SPIRITO DELLA (E NELLA) TRADUZIONE/SCRITTURA/MUSICA

Ieri, a lezione dal Maestro Ganesh Del Vescovo, riflettendo su varie interpretazioni della favolosa Ciaccona in re minore BWV 1004 di Johann Sebastian Bach (che lui ha interpretato magistralmente, nella sua trascrizione, all’ultimo concerto fiorentino di una settimana fa circa), mi è venuto in mente precisamente in che senso la pratica della musica – e sopratutto di uno strumento difficile come la chitarra -, pur da dilettante qual sono, mi aiuta a calarmi ancor più a fondo e sottilmente tanto nella scrittura quanto nella traduzione.

Spirito

Ogni nota, come ogni parola, comporta la necessità di “trasferire”, che è un’attività comune alla scrittura e alla traduzione, come già ho avuto modo di enucleare durante i miei incontri universitari a Stoccolma e Uppsala a maggio insieme al mio traduttore svedese Johan Arnborg. Trasferire significa veicolare da un mondo (emozionale e concettuale) a un altro (verbale o musicale). In altre parole, proprio come un chitarrista deve dare a ogni nota il giusto timbro, volume ed eventuale accento (e, fondamentalmente, il giusto spirito), uno scrittore e un traduttore devono lasciar affiorare ogni parola non solo in base al loro significato, ma alla sensazione di (pro)fondo che vogliono evocare.

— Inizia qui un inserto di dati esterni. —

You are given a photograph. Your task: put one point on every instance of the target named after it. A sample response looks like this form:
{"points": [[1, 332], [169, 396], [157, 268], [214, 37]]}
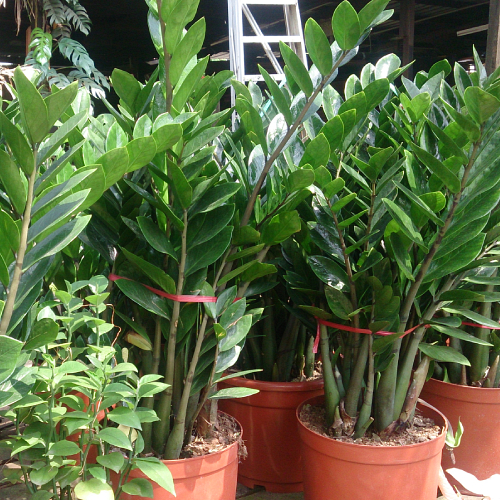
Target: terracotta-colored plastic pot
{"points": [[347, 471], [271, 435], [479, 411], [209, 477]]}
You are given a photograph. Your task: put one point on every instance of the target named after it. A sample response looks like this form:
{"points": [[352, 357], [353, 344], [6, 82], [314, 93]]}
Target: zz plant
{"points": [[405, 182]]}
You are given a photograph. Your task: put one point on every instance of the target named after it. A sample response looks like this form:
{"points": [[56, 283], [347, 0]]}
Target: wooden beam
{"points": [[407, 32], [493, 42]]}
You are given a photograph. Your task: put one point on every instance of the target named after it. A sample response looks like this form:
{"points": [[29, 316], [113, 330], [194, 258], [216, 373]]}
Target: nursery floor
{"points": [[18, 492]]}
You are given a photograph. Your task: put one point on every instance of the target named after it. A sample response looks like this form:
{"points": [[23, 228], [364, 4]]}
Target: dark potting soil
{"points": [[423, 429], [223, 433]]}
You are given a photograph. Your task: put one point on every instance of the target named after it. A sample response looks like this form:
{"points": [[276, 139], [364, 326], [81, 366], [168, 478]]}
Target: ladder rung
{"points": [[271, 39], [269, 2], [260, 78]]}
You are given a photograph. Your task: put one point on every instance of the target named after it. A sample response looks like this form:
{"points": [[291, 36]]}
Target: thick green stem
{"points": [[23, 245], [147, 427], [176, 437], [163, 426], [283, 143], [332, 396]]}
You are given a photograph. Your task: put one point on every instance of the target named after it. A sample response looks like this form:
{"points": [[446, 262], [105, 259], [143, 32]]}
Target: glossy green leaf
{"points": [[10, 177], [444, 354], [188, 47], [480, 104], [43, 332], [346, 26], [114, 437], [33, 108], [318, 47], [139, 486], [17, 144], [182, 188], [297, 69], [449, 179], [157, 472], [281, 227], [127, 87], [277, 95], [405, 223], [156, 237]]}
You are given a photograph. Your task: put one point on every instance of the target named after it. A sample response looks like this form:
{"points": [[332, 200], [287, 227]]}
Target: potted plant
{"points": [[383, 239], [281, 345]]}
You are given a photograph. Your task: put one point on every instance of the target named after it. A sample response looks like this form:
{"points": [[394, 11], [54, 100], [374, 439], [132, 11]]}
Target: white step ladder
{"points": [[294, 36]]}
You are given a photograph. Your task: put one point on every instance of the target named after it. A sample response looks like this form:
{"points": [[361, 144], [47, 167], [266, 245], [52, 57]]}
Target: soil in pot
{"points": [[271, 435], [479, 411], [345, 470], [211, 472]]}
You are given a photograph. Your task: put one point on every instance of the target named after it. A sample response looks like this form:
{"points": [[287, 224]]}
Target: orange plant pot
{"points": [[271, 435], [346, 471], [479, 411], [209, 477]]}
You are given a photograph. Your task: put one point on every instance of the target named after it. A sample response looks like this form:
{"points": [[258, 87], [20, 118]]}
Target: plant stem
{"points": [[269, 163], [23, 245], [164, 410]]}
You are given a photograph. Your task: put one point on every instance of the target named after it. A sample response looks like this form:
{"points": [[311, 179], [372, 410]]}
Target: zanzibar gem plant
{"points": [[399, 222], [68, 418]]}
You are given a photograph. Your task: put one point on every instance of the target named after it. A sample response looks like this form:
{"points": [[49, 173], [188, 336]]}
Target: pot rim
{"points": [[347, 445], [266, 386]]}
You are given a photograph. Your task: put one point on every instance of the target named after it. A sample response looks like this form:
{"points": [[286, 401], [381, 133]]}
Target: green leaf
{"points": [[297, 68], [156, 237], [188, 47], [166, 135], [33, 108], [63, 449], [207, 253], [317, 152], [181, 186], [405, 223], [461, 295], [138, 486], [234, 392], [257, 270], [449, 179], [444, 354], [10, 177], [480, 104], [370, 12], [114, 437], [17, 144], [127, 87], [318, 47], [58, 102], [157, 472], [125, 416], [44, 475], [346, 26], [460, 334], [56, 241], [140, 152], [401, 254], [277, 95], [339, 304], [10, 350], [93, 489], [281, 227], [44, 332], [329, 272], [144, 297], [113, 461]]}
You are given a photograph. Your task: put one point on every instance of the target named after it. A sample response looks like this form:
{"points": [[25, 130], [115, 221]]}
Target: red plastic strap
{"points": [[346, 328], [161, 293]]}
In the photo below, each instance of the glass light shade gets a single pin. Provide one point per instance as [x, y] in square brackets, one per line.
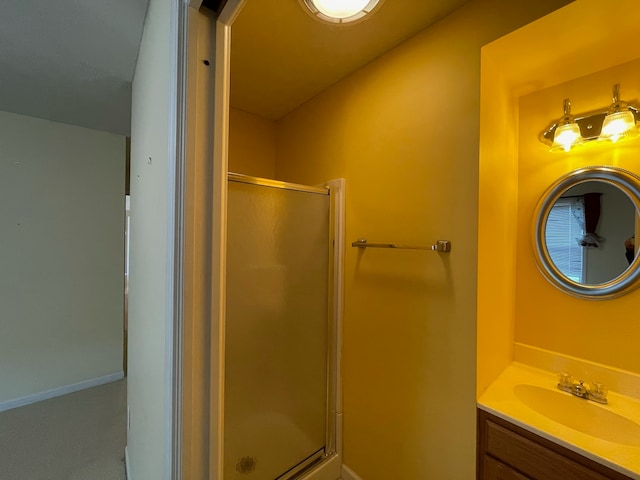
[340, 11]
[566, 136]
[617, 125]
[340, 8]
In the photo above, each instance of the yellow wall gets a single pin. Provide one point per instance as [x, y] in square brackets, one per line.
[602, 331]
[525, 77]
[252, 144]
[404, 132]
[497, 207]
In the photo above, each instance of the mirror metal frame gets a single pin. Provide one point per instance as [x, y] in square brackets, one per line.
[627, 281]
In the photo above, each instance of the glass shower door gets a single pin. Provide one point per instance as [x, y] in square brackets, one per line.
[276, 330]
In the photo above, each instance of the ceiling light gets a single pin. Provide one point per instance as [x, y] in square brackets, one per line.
[619, 121]
[567, 132]
[340, 11]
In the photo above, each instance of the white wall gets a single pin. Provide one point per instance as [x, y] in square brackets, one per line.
[61, 256]
[150, 291]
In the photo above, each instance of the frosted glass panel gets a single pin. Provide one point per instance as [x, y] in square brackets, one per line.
[276, 330]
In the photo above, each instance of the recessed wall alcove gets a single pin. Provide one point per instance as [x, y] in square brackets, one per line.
[577, 52]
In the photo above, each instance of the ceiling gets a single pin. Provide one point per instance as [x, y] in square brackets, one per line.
[70, 61]
[281, 56]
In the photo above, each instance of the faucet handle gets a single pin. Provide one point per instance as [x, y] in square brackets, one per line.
[565, 380]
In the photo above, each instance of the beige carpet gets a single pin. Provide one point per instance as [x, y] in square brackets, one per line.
[80, 436]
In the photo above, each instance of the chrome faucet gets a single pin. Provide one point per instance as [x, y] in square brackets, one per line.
[597, 392]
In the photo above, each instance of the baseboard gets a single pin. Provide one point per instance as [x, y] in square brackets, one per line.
[56, 392]
[348, 474]
[127, 471]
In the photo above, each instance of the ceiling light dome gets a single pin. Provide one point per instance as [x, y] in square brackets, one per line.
[340, 11]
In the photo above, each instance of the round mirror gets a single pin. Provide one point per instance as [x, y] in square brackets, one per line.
[584, 232]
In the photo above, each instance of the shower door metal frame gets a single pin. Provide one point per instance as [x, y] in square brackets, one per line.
[333, 437]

Quindi ha ragione l’amico e collega Leonardo Masi a scrivere che il traduttore è più un trascrittore che un esecutore strumentale, ma credo che, al contempo, sia – proprio come lo scrittore e lo stesso interprete musicale – una sorta di “medium” o di sensitivo, che deve far sentire gli altri esattamente come lui/lei sente il testo (o la musica) originale, o il suo stesso mondo interiore (quando ne è autore/autrice). Insomma, ci mette del suo, ma prima di tutto deve rendersi “trasparente”, il che non significa “assente” o privo di una propria voce, ma piuttosto un “tramite”.

In questi giorni sto completando la traduzione di un romanzo molto interessante, Le nombril de Solveig dell’autore francese Olivier Sorin, che vedrete in libreria prima di Natale, e al contempo traducendo alcune poesie inglesi del poeta serbo Dušan Gojkov, che usciranno sul blog La Poesia e lo Spirito. Sono testi apparentemente “semplici”, proprio come certi pezzi per chitarra che sembrano facili ma poi ti mettono alla prova per eseguirli con precisione e sentimento. Costringono infatti a un lavoro di attenta e sensibile immersione nel mondo di pregnante quotidianità che raffigurano.

Se in precedenza, traducendo dallo spagnolo Amir Valle, il cui Santuario de sombras potrete leggere in autunno, mi ero calato nell’eccezionalità di una storia tragica e articolata, intellettualmente e stilisticamente molto avanzata – similmente a certe complessità polifoniche delle musiche di Bach -, con questi due autori, che ritraggono la vita di ogni giorno, mi sono trovato un po’ come quando studio Fernando Sor o Mauro Giuliani, la cui musica è “piana” ma non per questo superficiale o “facile”, anzi! Le difficoltà sono tante, e più di ogni altra quella di rendere la risonanza dello spazio tra una parola e l’altra.

Per questo, tornando alla musica, ieri ho detto a Ganesh, ripensando all’altra (superba) esecuzione della Ciaccona di Andrés Segovia, che la sua al concerto fiorentino mi aveva colpito ancor più, e non solo per l’intensità delle note e delle frasi musicali, ma per quella dello spazio tra le note – che, in altre parole, è lo spirito a cui facevo riferimento prima.